Maç; İlk yarı Fenerbahçe'nin oynadığı oyunu beğendim. Ancak çok gol kaçırıyoruz. Bir türlü topu içeri sokamıyoruz. Bir çok pozisyon bulduk ancak beceriksizlik yüzünden bir türlü istediğimiz golü atamadık. 2.yarı başında yenen gol zaten maçı ''bitse de gitsek'' noktasına getirdi. Deniz Türüç girdikten sonra biraz kıpırdasak da iş işten geçmişti. 3-1 kaybettik.

Sivasspor gollerinde iyi ses çıktı.

İnsanlar çok saygısız. Bunun okumuş olmakla ya da olmamakla alakası yok. Tribünde gerçekten çok saygısız insan var. Tribünde her şey onların dediği gibi olsun istiyorlar. Akıl almaz.

Ersun Yanal'ın en kötü maçlarından biridir. 

Deniz Türüç neden 10 dakika yedek kulübesi önünde bekledi? Bir gün Ersun Yanal'ı görürsem bu soruyu soracağım.

Deplasmanda atılan gole sevinmek çok güzel ancak skor 2-0'ken değil. Zaten o kadar takımdan umutsuz durumdayken geldi ki tribün reaksiyon veremedi.

Sezon uzun, mücadele etmeye devam. Ancak deplasman olayını çözmek lazım. 

Deplasmanda kazanmak güzel, kaybetmek çok çok kötü.
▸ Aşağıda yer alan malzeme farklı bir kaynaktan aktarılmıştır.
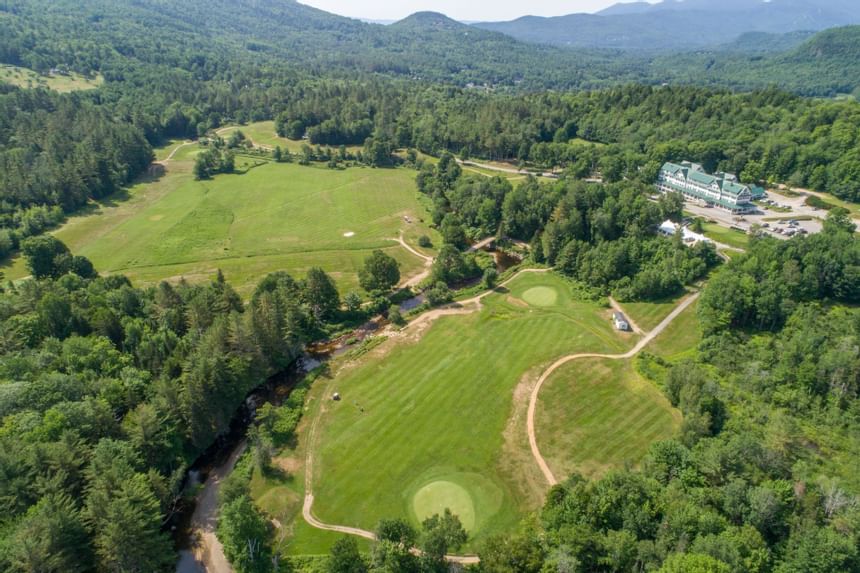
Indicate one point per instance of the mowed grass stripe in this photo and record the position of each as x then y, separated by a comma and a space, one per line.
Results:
595, 414
438, 407
274, 217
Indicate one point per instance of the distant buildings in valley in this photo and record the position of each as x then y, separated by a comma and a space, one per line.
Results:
670, 229
720, 189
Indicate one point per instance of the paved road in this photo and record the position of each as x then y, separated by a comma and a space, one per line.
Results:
530, 421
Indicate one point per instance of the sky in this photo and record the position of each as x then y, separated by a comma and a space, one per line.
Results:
483, 10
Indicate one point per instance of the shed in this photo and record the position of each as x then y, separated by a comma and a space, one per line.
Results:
620, 321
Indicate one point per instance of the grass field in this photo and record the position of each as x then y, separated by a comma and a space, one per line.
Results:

Maç sonrası ev sahibi futbolcuların ve taraftarların sevincini izlemek, güvenlik nedeniyle beklemek çok can yakıyor.

Maç sonrası taksiyle hemen havaalanı'na gittik. Tribün oradaydı. Yüzler gülmüyordu. Herkesin aklında tek bir soru vardı. ''Ne olacak bu takım?'' 

21:20 uçağıyla hareket; 23:00 İzmit servisine yetişme ve gece 12'de evde olup bir deplasmana nokta koymak.


Ekim; Denizli, Aralık; Sivas... Bakalım sırada hangi deplasman var?